LABOUR leader Jeremy Corbyn rode into town to hear calls to save Orsett Hospital and make affordable housing more available to residents living and working across Thurrock.

Mr Corbyn came to Stifford Clays to give support to Labour candidate, Lee Watson and her colleagues as they fight in sixteen wards in the borough.

The Labour leader spoke to residents and knocked on doors as he attempted to drum up Labour momentum as the party looks to build on its three Thurrock seats.

Mr Corbyn gave his support to the local Labour party’s bid to “Save Orsett Hospital” and told the Gazette he aims to make affordable housing more available to residents, revamping the scheme so it is based on wages in the area.

He said: “Vote Labour for a council that will support you, vote Labour for a council that will do its best to improve housing.

“But also a council that will stand up for Orsett Hospital and local health services across Essex.”

Mr Corbyn stated the Labour party wanted to redefine “affordability”.

He said: “What we are proposing is two things, one is a very big national investment in housing, a million homes over 10 years, half of which will be socially rented council homes.

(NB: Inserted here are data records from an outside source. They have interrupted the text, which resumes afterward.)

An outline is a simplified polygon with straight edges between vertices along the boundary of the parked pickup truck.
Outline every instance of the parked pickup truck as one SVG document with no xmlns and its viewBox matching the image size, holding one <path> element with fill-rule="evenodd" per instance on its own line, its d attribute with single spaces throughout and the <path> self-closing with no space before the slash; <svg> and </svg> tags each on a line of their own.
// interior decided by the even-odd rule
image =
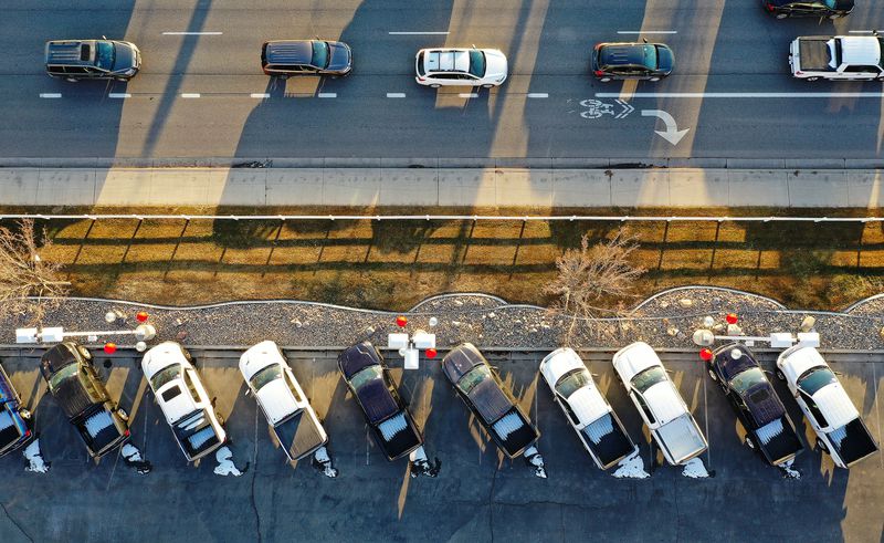
<svg viewBox="0 0 884 543">
<path fill-rule="evenodd" d="M 732 343 L 718 348 L 708 363 L 746 430 L 746 446 L 771 466 L 789 462 L 804 450 L 794 425 L 751 351 Z"/>
<path fill-rule="evenodd" d="M 573 349 L 549 353 L 540 362 L 540 375 L 596 466 L 611 468 L 635 451 L 635 443 Z"/>
<path fill-rule="evenodd" d="M 800 36 L 789 45 L 789 65 L 804 81 L 884 81 L 882 43 L 877 33 Z"/>
<path fill-rule="evenodd" d="M 813 431 L 817 447 L 839 468 L 850 468 L 878 450 L 838 377 L 815 348 L 800 343 L 777 358 L 777 377 L 786 380 Z"/>
<path fill-rule="evenodd" d="M 51 347 L 40 359 L 40 373 L 93 458 L 128 441 L 129 417 L 107 394 L 86 347 L 74 342 Z"/>
<path fill-rule="evenodd" d="M 338 368 L 387 460 L 401 458 L 423 445 L 423 437 L 390 380 L 383 358 L 371 343 L 362 342 L 343 352 Z"/>
<path fill-rule="evenodd" d="M 175 342 L 151 347 L 141 358 L 141 370 L 189 462 L 224 445 L 228 435 L 221 417 L 214 413 L 209 393 L 185 347 Z"/>
<path fill-rule="evenodd" d="M 275 343 L 261 342 L 243 353 L 240 372 L 288 460 L 312 455 L 328 442 L 328 435 Z"/>
<path fill-rule="evenodd" d="M 442 370 L 507 457 L 523 455 L 540 438 L 540 432 L 473 344 L 464 343 L 451 351 L 442 359 Z"/>
<path fill-rule="evenodd" d="M 613 364 L 669 463 L 683 464 L 706 450 L 706 438 L 650 345 L 635 342 L 621 348 Z"/>
<path fill-rule="evenodd" d="M 23 447 L 34 436 L 31 411 L 0 366 L 0 457 Z"/>
</svg>

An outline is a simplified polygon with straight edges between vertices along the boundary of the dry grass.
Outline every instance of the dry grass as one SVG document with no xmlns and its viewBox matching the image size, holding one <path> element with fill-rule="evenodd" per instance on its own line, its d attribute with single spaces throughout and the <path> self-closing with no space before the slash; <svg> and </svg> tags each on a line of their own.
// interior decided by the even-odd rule
<svg viewBox="0 0 884 543">
<path fill-rule="evenodd" d="M 730 213 L 734 215 L 734 213 Z M 764 210 L 759 215 L 765 215 Z M 407 309 L 441 292 L 547 304 L 569 248 L 617 222 L 78 220 L 48 223 L 43 257 L 73 293 L 162 304 L 302 299 Z M 882 291 L 881 223 L 630 223 L 640 295 L 683 284 L 836 309 Z"/>
</svg>

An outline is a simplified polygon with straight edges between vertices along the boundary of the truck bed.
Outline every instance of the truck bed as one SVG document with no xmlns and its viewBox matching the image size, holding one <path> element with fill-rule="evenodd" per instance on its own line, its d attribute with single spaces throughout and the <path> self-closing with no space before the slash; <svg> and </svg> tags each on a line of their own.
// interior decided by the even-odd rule
<svg viewBox="0 0 884 543">
<path fill-rule="evenodd" d="M 804 448 L 786 417 L 772 420 L 751 434 L 761 455 L 772 466 L 793 458 Z"/>
<path fill-rule="evenodd" d="M 829 440 L 848 467 L 877 451 L 875 439 L 860 417 L 829 432 Z"/>
<path fill-rule="evenodd" d="M 799 38 L 798 55 L 801 70 L 808 72 L 832 72 L 834 69 L 829 65 L 829 45 L 827 42 L 831 38 Z M 838 40 L 835 40 L 838 43 Z"/>
<path fill-rule="evenodd" d="M 540 437 L 540 434 L 515 406 L 491 425 L 490 431 L 494 441 L 509 458 L 522 455 Z"/>
<path fill-rule="evenodd" d="M 623 425 L 613 413 L 599 417 L 581 431 L 601 469 L 610 468 L 635 450 Z"/>
</svg>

“But we also want to redefine affordability on the basis of the local average income and earnings, so that local people are not priced out of the housing market as they increasingly are in South Essex and the other areas surrounding London as commuters take over.”

Responding to Mr Corbyn’s comments, a spokesman for Thurrock Conservatives said: “Thurrock Conservatives are spending £80m to build four new medical centres, which will house all of Orsett’s services, before Orsett closes.

“Instead of being in walking distance of just 2,500 people, the rest of the 168,000 will now have a chance of walking to their hospital services.

“Orsett will not close before these four centres are open and in use – only the Conservatives got the NHS to commit to not closing the hospital first.

“We are building more council homes than Labour did in their six years.

“The Conservatives are building 1,000 homes across the borough – 350 being affordable, and we have saved the Purfleet development of 2,800 houses, which residents want.

Infrastructure will come first – a school, a medical centre, a new train station, in Purfleet, before the majority of the new homes are built.

Parents worry that our children when they grow up will be priced out of Thurrock and have to move away from us to have their own home. The Conservatives want to stop that from happening”.